Overview
This model, choco800/qwen3-4b-agent-v14, is a 4 billion parameter Qwen3-Instruct variant, specifically fine-tuned to enhance multi-turn agent task performance. Unlike typical adapter repositories, this is a fully merged model, meaning it contains all necessary weights and does not require loading a separate base model. It was trained using LoRA and Unsloth, with a maximum sequence length of 8192 tokens.
Key Capabilities
- Multi-turn Agent Task Performance: Optimized for complex, sequential tasks requiring multiple interactions.
- Environment Observation: Capable of processing and understanding environmental cues.
- Action Selection & Tool Use: Designed to make appropriate decisions and utilize tools within an agentic workflow.
- Error Recovery: Trained to handle and recover from errors encountered during task execution.

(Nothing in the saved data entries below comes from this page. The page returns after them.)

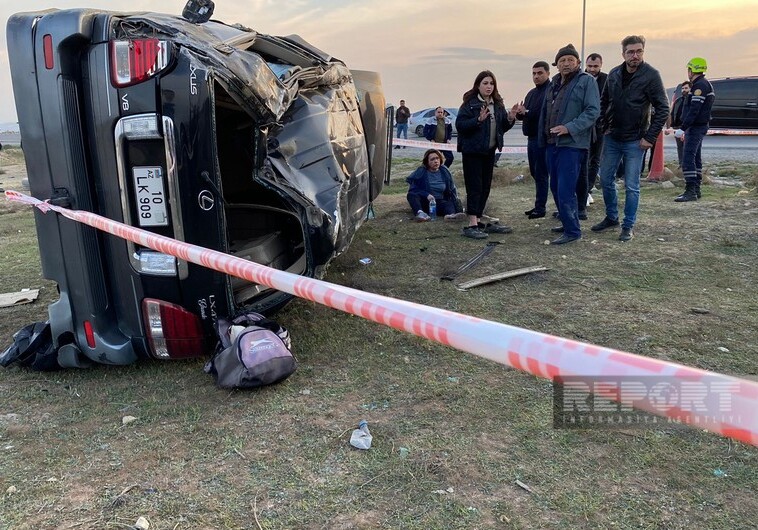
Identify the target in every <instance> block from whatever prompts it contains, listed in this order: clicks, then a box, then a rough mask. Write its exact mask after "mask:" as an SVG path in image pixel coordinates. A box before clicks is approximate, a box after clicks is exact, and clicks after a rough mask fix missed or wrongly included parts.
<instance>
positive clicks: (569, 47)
mask: <svg viewBox="0 0 758 530" xmlns="http://www.w3.org/2000/svg"><path fill="white" fill-rule="evenodd" d="M564 55H573V56H574V57H576V58H577V59H579V52H578V51H576V48H574V45H573V44H567V45H566V46H564V47H563V48H561V49H560V50H558V53H556V54H555V62H554V63H553V66H558V59H560V58H561V57H563V56H564Z"/></svg>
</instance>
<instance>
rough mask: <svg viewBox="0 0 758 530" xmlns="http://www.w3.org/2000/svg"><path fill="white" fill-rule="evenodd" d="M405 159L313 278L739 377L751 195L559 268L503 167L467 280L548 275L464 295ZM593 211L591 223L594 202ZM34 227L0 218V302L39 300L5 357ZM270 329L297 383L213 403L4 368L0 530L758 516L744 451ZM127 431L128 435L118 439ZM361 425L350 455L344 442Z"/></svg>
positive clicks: (663, 210) (332, 341) (407, 344)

- Efficient Deployment: Provided as a fully merged model, simplifying integration and usage.
Training Focus
The model's training objective was to improve performance on agent tasks, particularly within environments like ALFWorld (household tasks). Loss was applied to all assistant turns in the multi-turn trajectory, ensuring comprehensive learning across observation, action, tool use, and error handling. The training utilized several versions of the dbbench_sft_dataset_react dataset, licensed under MIT.